My crutch-less legs eventually grew muscle mass, and I figured out how to take care of myself. But I never did figure out how to build my own sand castle.

While my feet dangled in the crystal water of the pool, I wondered, as I often did, what my life would have been like if Bill hadn’t died. Would I have left my parents, their money, their big plans, and moved to Callister?

Would I have found myself in this armed-guard mansion that was owned by a tattooed, bullet-holed, twenty-something boy who made me feel … different?

Only over Bill’s dead body could this have happened. Of this, I was positive.

I did eventually get up and walk back into the house. Cameron had long since disappeared around the corner.

In the kitchen, Rocco was making himself some lunch: baloney and a puddle of mustard slapped between two pieces of white bread, ten times over, stacked on a plate. He was bantering with a guy who was sitting at the table.

I kept my head down and pulled a can of pop out of one of the fridges. The carbon bubbles exploding in my throat made my eyes water. When I looked up, I saw bright blue eyes—and a shot of carrot orange hair spiked into a short cropped Mohawk—eagerly waiting for me. He was built like a linebacker and had a sleeve of tattoos and a metal rod pierced through his lower lip.

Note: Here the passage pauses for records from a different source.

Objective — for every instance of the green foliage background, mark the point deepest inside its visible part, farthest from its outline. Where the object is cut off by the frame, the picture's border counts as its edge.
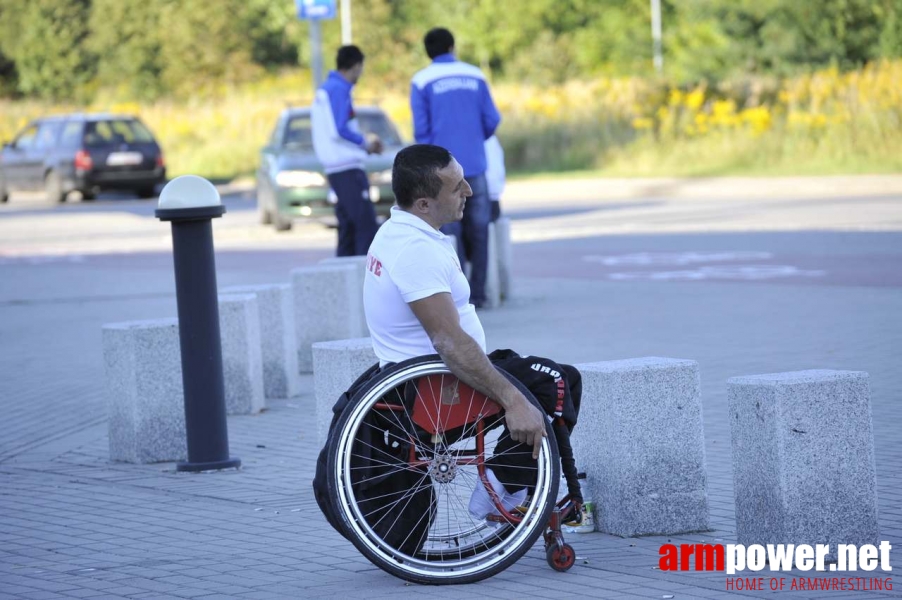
(148, 49)
(749, 86)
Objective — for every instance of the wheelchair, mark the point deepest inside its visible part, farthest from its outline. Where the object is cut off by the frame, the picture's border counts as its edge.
(427, 484)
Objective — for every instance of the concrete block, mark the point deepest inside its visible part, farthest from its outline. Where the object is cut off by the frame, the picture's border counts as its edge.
(328, 305)
(504, 253)
(145, 397)
(277, 338)
(492, 280)
(803, 458)
(242, 358)
(359, 263)
(336, 365)
(640, 442)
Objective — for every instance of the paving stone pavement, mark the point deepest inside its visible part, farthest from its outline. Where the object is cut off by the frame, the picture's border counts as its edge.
(74, 525)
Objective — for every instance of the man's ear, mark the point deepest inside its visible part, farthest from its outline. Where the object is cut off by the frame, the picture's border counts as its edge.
(421, 205)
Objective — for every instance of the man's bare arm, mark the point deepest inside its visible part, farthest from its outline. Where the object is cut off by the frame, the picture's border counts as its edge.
(468, 362)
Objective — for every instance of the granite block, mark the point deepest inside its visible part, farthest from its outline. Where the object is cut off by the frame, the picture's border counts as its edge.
(145, 397)
(640, 441)
(277, 338)
(242, 358)
(803, 458)
(492, 281)
(327, 306)
(336, 365)
(504, 252)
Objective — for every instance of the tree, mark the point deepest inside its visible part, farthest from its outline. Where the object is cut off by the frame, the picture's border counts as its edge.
(46, 41)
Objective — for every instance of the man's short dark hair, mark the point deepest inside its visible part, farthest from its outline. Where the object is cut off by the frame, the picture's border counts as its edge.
(415, 173)
(348, 57)
(438, 41)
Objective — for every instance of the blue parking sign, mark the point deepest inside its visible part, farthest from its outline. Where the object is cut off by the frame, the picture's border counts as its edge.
(315, 9)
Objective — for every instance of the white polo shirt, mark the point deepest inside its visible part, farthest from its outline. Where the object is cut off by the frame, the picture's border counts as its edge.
(410, 260)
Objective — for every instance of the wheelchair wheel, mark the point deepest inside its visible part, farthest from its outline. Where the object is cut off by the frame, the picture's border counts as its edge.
(407, 458)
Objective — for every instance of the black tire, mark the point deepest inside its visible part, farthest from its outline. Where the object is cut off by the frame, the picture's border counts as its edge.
(264, 216)
(454, 548)
(53, 188)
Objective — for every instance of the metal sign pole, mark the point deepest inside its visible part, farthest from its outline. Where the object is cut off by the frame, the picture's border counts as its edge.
(316, 45)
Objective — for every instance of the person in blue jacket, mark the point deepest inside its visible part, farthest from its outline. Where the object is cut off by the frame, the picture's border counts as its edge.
(453, 108)
(342, 150)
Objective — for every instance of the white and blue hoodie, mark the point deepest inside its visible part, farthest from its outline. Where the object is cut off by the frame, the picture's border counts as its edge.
(337, 140)
(453, 108)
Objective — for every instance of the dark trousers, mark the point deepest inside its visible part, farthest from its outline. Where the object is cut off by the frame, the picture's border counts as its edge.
(356, 214)
(472, 234)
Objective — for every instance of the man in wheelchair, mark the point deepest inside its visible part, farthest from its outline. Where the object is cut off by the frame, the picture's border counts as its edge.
(431, 461)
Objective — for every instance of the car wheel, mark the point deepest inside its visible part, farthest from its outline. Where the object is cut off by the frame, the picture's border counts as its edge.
(263, 214)
(146, 192)
(53, 187)
(281, 223)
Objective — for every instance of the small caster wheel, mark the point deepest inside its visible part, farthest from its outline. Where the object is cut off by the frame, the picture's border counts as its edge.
(560, 559)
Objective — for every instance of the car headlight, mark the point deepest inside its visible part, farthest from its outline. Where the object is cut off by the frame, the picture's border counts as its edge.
(300, 179)
(380, 177)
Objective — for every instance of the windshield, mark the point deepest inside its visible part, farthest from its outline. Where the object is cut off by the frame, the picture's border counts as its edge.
(101, 133)
(298, 132)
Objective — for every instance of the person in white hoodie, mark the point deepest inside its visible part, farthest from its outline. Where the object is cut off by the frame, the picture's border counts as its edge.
(495, 174)
(342, 150)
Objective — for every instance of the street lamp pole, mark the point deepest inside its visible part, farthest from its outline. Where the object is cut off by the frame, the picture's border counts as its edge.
(345, 22)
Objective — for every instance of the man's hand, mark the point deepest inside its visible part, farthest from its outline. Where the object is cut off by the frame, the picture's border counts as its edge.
(526, 424)
(468, 362)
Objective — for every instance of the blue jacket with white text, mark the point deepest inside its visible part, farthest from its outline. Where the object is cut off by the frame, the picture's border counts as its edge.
(453, 108)
(337, 140)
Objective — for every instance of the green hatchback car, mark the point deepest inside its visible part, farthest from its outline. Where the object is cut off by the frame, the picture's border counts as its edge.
(290, 181)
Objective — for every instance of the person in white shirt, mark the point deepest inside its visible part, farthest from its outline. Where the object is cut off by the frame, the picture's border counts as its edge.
(415, 295)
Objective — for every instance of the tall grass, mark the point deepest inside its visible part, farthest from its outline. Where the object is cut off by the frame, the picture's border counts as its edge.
(823, 123)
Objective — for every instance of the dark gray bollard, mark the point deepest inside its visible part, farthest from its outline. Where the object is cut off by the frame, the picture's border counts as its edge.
(189, 203)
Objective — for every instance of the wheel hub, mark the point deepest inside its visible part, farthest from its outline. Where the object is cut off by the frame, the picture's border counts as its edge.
(443, 468)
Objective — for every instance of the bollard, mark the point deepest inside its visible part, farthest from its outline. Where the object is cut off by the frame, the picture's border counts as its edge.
(189, 203)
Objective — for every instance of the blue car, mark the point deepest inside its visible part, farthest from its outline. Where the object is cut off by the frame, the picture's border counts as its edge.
(85, 153)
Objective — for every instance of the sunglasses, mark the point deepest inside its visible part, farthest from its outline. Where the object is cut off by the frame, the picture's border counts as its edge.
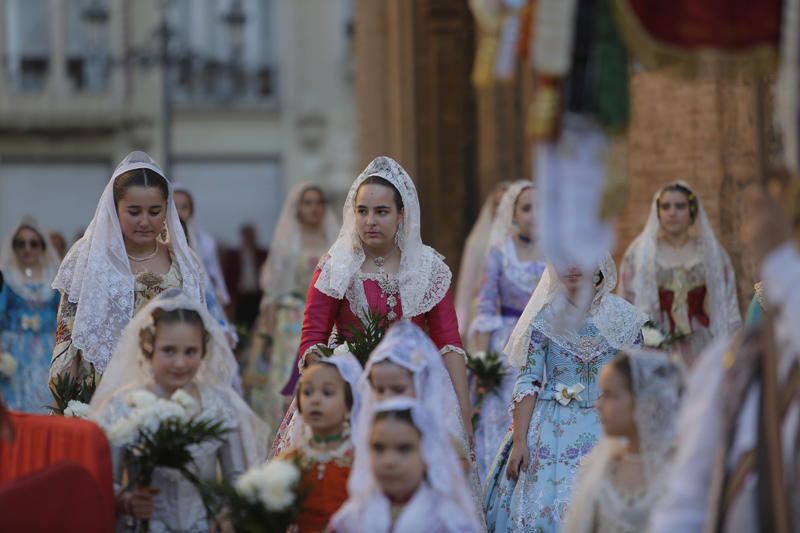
(32, 244)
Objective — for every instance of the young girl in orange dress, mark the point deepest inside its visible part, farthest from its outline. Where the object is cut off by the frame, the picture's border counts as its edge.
(327, 400)
(406, 478)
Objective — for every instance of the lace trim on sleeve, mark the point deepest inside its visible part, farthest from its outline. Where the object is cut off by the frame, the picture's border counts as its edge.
(452, 348)
(518, 397)
(486, 324)
(302, 363)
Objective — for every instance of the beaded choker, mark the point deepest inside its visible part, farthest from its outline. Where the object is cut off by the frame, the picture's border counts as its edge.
(330, 438)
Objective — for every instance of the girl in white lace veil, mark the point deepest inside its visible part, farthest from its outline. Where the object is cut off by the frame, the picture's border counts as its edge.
(129, 370)
(96, 275)
(639, 283)
(621, 479)
(424, 277)
(278, 270)
(439, 502)
(548, 311)
(406, 346)
(142, 365)
(295, 431)
(203, 244)
(473, 257)
(14, 272)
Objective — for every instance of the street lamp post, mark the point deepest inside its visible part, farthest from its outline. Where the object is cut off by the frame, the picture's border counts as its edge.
(96, 17)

He slid out the solid wood chair that was next to him. “Why don’t you come sit by me for a bit so that I can take a better look at you?” He was English; the thick accent gave him away. I glanced at Rocco, but he was too preoccupied with choking down bear-sized bites to be of any assistance.

I held my pop can in both hands, sat down, and leaned my elbows on the table. The guy’s tree-trunk arm was around my shoulder as soon as my bum hit the seat—I only flinched a little bit. For the most part, it was, oddly … nice—he was extremely warm, and I was always cold.

What I was uncomfortable with, however, was his eyeing me inches away from my face. Nobody should ever be scrutinized from such close proximity.

“Well!” he finally boomed with satisfaction, “You are a real ginger! Just like me.” He tapped his speared red hair and turned to Rocco. “This was meant to be. Letting this one in was the best mistake you ever made, Kid.”

Rocco had amazingly already hit the bottom of his sandwich stack.

“I didn’t make any mistakes,” he countered with a mouthful. “Emily’s just really sneaky.”

I was thinking of interjecting Rocco’s subjective account, but was beaten to the punch by my human blanket.

“Aye,” he agreed with Rocco and winked at me. “You definitely have to watch us gingers. We’ll get you every time.”

Rocco grumbled and strolled back to the kitchen.

“Emily,” the human blanket rolled off his tongue. “That’s your name?”

I smiled dimly.

He extended his free hand across and shook mine. “I’m Griff.”

After a good squeeze, he took his hand back and glimpsed at his watch. “Geez! I gotta get back to work.”

He pushed away from the table; everything on the main floor shook with him. He walked around me, placed his large hand on the back of my chair, and extended the other to me. “Come keep me company?”

Rocco had brought back a new loaf of bread, a butter knife, and an unopened jar of peanut butter … dessert. I took Griff’s hand while he pulled my chair out. He was beaming.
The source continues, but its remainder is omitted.